25 Aug 2014

Industry's hopes for quick log recovery

4:33 pm on 25 August 2014

There are signs of a turnaround in export log prices after a slump earlier this year because of a supply glut in the industry's biggest market, China.

Market analyst NZX Agrifax said there had been a slight lift in log prices over the past month after they bottomed out.

However, it said supply was still exceeding demand in China, which could delay a sustained price recovery.

The forest industry will be hoping those prices recover sooner rather than later.

The biggest impact from the slump in log prices has been on smaller scale plantations and farm forestry blocks, where there had been a surge in logging before prices fell.

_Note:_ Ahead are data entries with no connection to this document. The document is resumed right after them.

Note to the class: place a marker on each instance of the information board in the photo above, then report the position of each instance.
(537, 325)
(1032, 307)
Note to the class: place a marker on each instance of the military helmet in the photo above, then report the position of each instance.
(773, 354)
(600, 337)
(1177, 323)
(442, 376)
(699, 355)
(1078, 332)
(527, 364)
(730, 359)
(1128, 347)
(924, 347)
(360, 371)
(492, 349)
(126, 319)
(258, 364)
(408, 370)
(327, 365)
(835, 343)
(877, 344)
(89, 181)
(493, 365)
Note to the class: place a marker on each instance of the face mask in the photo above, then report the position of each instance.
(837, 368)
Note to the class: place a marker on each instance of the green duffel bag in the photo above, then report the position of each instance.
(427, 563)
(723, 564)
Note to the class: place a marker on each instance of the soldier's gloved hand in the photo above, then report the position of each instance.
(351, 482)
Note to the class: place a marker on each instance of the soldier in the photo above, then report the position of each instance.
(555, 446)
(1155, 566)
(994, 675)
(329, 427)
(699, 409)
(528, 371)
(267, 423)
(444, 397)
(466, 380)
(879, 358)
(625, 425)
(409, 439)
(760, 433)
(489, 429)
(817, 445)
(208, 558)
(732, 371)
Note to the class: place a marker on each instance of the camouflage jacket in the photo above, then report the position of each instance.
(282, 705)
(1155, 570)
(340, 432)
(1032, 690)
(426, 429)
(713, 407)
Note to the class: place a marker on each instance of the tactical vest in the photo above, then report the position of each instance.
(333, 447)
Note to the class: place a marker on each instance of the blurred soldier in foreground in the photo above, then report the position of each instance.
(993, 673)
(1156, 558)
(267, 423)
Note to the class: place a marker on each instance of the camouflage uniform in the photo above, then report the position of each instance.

Harvesting on those blocks has ground to a halt and work has dried up for logging contractors felling the trees.

Forestry Contractors Association chief executive John Stulen said it was difficult to anticipate when the log trade might recover.

"Talk about Chinese whisters, it's really hard to work out. There's a lot of wood in the market and last reports were that inventories at Chinese ports are clearing slowly, but there's a lot of speculation and hearsay," he said.

"What's really happening is China's still growing. That growth rate has had a hiccup and it's really hard to see where New Zealand logs fit into that real estate picture in China.

"Canadian lumber gets used for Western-style construction but our wood gets used for large high-rise buildings, for concrete shuttering and other construction uses, and it's going into a lot of panels and fibreboard.

"It's really hard to see whether that market's going to have short-term pain or some sort of longer term correction."

Farm Forestry Association president Ian Jackson said they had seen log prices surge and collapse before.

"In 2008 there was a dramatic drop. K-grade logs got down to $65 and we're not down at that level now, and then there was a slow climb out of that trough, to the peak of earlier this year, when those same logs would have been worth $130-140," he said.

"So they more than doubled within five years, but now they're back, somewhere halfway in between those two figures."